Important Notice: The following overview of Washington D.C.'s medical malpractice laws is presented on an as-is basis. This information is believed accurate as of the date of authorship, but is not intended to provide a complete analysis of medical malpractice law and may not reflect subsequent changes in the law. For a full review of Washington D.C.'s medical malpractice law, or for a determination of how the law applies to a specific incident or injury, please consult a malpractice lawyer licensed to practice in the state of Washington D.C.

Contents

What Is Medical Malpractice

Medical malpractice, sometimes referred to as medical negligence, occurs when a health care provider violates the governing standard of care when providing treatment to a patient, causing the patient to suffer an injury. Medical malpractice can result from an action taken by the medical practitioner, or by the failure to take a medically appropriate action. Examples of medical malpractice include:

  • Misdiagnosis of, or failure to diagnose , a disease or medical condition;
  • Failure to provide appropriate treatment for a medical condition;
  • Unreasonable delay in treating a diagnosed medical condition;

Medical malpractice actions can be brought by the injured patient against any responsible licensed health care provider, including doctors, counselors, psychologists and psychotherapists.
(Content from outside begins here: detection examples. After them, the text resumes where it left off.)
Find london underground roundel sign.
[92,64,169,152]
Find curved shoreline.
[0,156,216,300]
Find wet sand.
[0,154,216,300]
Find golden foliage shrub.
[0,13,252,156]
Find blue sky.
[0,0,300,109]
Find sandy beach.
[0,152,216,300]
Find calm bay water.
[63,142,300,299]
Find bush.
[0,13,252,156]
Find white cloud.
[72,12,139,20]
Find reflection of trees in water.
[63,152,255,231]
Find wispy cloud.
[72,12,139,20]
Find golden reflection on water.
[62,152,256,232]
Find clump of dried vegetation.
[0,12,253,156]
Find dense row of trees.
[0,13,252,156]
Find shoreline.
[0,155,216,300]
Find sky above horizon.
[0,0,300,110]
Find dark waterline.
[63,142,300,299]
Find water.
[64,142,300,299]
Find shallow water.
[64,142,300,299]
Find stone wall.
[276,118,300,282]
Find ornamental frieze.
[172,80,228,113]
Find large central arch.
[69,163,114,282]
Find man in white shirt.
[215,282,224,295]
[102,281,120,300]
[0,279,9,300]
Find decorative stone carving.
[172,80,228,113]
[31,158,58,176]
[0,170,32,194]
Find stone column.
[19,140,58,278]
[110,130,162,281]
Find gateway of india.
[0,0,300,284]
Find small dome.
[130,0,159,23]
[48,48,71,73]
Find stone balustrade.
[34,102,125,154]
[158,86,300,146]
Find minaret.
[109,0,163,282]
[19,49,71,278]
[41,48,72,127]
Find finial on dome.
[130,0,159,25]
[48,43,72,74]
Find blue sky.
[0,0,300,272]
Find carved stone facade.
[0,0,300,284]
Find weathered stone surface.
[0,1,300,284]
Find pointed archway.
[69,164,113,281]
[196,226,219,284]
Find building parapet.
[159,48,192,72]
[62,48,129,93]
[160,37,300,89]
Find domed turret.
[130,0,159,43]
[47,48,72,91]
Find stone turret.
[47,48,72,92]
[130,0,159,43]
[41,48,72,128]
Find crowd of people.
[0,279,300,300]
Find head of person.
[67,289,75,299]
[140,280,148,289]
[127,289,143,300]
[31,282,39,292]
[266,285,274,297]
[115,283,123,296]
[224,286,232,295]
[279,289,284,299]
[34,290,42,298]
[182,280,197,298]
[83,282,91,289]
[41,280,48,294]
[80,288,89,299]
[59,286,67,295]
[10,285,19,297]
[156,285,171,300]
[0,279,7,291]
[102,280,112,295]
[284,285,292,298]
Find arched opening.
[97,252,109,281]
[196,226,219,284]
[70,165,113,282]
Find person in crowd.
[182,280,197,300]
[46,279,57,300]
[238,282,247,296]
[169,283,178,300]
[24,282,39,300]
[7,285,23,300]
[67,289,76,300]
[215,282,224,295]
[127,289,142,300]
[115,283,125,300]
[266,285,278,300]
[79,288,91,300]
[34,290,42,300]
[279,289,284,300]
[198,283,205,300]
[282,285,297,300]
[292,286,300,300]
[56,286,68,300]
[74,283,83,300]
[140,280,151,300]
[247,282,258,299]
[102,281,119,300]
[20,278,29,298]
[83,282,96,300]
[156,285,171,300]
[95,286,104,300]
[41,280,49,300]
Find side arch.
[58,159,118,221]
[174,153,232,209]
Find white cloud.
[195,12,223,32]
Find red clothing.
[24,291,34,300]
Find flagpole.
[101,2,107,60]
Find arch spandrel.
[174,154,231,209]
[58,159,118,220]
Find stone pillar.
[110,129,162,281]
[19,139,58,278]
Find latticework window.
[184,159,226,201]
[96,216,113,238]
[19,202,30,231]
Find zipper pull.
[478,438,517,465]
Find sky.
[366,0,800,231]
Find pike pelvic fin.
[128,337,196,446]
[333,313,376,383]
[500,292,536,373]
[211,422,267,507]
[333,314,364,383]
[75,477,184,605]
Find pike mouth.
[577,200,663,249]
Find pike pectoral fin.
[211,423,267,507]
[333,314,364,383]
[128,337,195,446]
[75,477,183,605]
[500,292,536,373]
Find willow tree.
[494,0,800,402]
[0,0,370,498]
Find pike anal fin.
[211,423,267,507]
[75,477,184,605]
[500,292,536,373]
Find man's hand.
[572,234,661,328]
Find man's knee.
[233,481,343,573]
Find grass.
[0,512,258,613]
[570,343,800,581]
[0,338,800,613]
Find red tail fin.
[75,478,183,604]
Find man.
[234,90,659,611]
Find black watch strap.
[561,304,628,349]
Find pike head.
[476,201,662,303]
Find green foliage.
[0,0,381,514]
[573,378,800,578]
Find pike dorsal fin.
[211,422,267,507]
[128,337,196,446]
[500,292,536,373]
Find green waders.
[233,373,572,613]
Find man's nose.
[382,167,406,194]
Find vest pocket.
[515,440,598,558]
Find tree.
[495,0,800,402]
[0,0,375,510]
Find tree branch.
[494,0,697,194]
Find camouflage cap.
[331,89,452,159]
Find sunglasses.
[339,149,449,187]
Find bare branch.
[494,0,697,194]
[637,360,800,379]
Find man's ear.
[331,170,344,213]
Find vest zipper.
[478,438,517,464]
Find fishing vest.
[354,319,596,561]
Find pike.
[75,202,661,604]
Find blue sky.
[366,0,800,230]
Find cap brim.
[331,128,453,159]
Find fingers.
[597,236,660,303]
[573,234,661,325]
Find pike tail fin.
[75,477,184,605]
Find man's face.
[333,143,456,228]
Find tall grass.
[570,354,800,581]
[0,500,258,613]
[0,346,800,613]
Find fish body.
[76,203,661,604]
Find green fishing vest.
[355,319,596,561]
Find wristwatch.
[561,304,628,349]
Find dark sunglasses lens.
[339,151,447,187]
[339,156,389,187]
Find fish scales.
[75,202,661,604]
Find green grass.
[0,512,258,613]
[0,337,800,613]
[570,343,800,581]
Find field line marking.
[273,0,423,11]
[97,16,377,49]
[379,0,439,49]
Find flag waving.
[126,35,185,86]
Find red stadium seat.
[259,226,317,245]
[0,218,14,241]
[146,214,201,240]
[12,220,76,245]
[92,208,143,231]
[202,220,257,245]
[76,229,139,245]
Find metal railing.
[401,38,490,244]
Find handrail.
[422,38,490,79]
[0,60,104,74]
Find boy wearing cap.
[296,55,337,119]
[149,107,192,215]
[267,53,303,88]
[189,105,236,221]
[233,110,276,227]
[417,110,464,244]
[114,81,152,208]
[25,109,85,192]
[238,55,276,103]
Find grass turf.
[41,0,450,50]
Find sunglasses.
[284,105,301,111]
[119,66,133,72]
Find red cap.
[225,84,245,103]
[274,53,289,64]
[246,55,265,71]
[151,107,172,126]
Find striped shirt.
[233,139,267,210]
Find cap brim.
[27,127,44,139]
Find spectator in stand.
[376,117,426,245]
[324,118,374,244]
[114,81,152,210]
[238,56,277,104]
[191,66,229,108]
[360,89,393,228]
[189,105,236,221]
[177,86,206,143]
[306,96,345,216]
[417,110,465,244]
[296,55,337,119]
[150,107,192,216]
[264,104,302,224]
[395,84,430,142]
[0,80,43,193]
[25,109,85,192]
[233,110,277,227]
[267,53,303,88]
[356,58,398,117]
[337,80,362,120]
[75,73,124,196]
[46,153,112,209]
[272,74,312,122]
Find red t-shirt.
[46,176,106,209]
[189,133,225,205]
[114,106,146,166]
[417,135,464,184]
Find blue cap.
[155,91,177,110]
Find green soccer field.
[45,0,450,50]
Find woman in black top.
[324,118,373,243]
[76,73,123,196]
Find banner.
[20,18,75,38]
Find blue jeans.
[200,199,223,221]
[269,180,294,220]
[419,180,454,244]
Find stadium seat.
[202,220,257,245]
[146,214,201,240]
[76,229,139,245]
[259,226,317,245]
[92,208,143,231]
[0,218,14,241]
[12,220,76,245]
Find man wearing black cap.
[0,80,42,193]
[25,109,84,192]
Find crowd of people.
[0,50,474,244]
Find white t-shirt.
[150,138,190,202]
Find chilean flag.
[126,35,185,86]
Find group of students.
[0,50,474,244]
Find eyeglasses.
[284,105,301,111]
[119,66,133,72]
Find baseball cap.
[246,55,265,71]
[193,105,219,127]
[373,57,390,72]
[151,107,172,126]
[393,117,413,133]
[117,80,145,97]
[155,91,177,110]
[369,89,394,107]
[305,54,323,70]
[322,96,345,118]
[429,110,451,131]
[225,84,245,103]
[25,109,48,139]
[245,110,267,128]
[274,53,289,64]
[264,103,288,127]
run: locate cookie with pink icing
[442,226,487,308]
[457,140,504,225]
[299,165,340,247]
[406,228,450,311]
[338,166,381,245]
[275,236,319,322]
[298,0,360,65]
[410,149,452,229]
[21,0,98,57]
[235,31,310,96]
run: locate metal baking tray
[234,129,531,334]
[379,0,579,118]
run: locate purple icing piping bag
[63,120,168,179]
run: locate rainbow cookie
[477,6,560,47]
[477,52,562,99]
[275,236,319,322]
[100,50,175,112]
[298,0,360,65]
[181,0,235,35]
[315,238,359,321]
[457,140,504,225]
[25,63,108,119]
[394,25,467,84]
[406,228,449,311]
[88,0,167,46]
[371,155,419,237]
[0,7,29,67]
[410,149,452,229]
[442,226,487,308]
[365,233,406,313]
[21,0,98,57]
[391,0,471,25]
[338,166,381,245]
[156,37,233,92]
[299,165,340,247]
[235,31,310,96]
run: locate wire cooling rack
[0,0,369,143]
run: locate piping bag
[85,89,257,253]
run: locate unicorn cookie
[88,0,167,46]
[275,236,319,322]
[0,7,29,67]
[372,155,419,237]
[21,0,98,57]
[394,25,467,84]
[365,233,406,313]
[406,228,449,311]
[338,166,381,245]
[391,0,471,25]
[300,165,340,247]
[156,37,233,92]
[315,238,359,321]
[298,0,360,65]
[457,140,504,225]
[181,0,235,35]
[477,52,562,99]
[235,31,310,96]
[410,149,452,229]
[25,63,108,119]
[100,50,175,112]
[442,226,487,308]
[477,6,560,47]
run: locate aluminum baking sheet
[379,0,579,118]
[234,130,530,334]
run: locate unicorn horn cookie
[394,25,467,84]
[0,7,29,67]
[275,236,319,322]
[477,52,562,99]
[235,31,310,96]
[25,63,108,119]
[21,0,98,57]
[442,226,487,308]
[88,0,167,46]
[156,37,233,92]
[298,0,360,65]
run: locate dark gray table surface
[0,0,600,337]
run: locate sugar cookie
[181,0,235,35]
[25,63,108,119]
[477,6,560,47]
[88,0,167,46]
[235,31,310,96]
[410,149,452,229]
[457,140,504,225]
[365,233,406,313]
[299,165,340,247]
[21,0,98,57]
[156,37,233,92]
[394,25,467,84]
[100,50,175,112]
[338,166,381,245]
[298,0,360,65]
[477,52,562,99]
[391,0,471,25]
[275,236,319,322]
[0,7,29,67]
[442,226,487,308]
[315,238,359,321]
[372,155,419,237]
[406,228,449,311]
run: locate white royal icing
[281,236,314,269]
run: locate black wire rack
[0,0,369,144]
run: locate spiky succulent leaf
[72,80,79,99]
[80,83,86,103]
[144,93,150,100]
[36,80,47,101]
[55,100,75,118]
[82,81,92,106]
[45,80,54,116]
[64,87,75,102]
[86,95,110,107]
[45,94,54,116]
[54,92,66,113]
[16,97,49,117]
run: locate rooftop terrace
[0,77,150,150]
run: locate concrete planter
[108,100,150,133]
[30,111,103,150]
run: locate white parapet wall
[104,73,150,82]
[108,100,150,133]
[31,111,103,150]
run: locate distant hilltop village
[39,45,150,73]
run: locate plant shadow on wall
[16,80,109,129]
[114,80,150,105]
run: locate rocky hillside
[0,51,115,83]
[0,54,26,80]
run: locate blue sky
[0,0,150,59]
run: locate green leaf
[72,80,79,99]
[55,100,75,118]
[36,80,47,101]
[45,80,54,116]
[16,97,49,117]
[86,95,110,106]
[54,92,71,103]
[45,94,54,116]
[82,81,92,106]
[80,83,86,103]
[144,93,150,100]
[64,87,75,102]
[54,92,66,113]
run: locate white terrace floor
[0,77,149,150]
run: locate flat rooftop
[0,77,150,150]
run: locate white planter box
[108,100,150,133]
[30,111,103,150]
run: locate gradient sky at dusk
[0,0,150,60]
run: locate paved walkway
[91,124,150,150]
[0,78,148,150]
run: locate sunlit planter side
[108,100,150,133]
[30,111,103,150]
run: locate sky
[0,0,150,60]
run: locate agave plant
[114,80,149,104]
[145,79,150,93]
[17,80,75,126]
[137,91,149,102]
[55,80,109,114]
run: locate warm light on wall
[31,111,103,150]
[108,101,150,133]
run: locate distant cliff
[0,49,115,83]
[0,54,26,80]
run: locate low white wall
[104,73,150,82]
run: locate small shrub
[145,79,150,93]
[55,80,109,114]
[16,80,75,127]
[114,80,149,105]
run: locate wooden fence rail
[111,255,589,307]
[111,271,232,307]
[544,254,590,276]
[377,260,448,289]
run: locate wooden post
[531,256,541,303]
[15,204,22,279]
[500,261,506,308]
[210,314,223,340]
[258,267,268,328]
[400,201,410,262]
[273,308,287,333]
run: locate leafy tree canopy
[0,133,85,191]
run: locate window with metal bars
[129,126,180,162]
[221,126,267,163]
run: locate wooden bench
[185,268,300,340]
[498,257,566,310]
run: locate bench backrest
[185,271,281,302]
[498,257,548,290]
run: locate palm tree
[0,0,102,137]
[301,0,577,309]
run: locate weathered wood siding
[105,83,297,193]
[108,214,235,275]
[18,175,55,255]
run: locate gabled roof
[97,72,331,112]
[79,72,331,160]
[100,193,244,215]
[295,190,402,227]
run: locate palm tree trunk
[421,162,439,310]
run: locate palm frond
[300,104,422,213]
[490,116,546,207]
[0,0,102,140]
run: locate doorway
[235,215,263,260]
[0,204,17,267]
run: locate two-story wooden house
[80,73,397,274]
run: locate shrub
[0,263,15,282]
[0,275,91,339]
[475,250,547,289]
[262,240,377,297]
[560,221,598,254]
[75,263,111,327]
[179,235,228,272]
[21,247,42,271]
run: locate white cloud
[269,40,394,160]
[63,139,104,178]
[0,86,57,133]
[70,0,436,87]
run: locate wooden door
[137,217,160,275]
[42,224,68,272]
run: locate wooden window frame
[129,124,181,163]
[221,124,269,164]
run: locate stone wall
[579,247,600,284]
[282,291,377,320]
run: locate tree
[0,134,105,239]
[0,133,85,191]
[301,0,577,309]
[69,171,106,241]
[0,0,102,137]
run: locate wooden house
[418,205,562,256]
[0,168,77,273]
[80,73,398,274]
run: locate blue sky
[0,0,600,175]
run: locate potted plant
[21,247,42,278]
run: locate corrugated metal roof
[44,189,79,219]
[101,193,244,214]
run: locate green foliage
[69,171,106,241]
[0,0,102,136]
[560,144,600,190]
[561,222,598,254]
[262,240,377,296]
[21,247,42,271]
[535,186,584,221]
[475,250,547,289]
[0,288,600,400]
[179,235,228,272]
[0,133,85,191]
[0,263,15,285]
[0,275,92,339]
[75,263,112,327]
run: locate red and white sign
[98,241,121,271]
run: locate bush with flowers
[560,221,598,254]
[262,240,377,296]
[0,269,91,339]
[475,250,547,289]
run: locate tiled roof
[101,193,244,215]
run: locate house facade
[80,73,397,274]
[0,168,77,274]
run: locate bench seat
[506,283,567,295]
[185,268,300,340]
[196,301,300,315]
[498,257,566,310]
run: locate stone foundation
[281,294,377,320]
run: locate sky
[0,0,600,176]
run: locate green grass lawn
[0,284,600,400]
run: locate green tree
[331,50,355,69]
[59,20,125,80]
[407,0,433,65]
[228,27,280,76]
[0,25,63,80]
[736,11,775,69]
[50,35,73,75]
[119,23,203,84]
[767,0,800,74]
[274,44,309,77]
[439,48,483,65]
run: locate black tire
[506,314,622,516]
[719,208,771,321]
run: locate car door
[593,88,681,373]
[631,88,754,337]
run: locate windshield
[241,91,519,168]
Limits on Malpractice Damages

There is no cap on damages in malpractice actions within the District of Columbia.

Collateral Source Rule

Under the collateral source rule, a defendant may not seek to reduce its liability by introducing evidence that the plaintiff has received compensation from other sources, such as the plaintiff's own insurance coverage.

Rules for Expert Witnesses

Expert testimony is ordinarily required in order to establish the governing standard of care in D.C. medical malpractice cases.

Joint and Several Liability

Under the rule of joint and several liability, where more than one defendant is found liable for the injury suffered by a plaintiff, each defendant is individually liable for the entire amount of the judgment, such that if one defendant is unable to pay the other defendant or defendants are liable for the entire amount of the judgment.

Statute of Limitations

Medical malpractice actions must be commenced within 3 years of the date of injury. In the District of Columbia, the limitations period begins to run on the minor's eighteenth birthday.

Limits on Attorney Fees

The District of Columbia does not impose limits on attorney fees.

Additional Rules

The District of Columbia applies a traditional rule of contributory negligence, which means that a plaintiff may be barred from recovering damages if it can be demonstrated that the plaintiff contributed to his or her own injury.

Why Use A Malpractice Lawyer

Medical malpractice law is a highly technical field of law, and malpractice lawsuits tend to be fiercely defended by well-funded defense firms.

Medical malpractice lawsuits can be exceptionally expensive to pursue, with costs often exceeding $100,000.00. Due to the technical skills involved in prosecuting a malpractice claim, the possibility that an inexperienced lawyer may not be sufficiently conversant with the medical issues, or might make a technical error which causes a case to be lost or dismissed, and the very high costs the malpractice law firm typically must advance, an injured patient is very well served by going with a specialist firm.

Even within the specialized practice of medical malpractice law, you will find that some lawyers have subspecialties of practice, for example focusing on surgical errors, misdiagnosis, or birth trauma cases.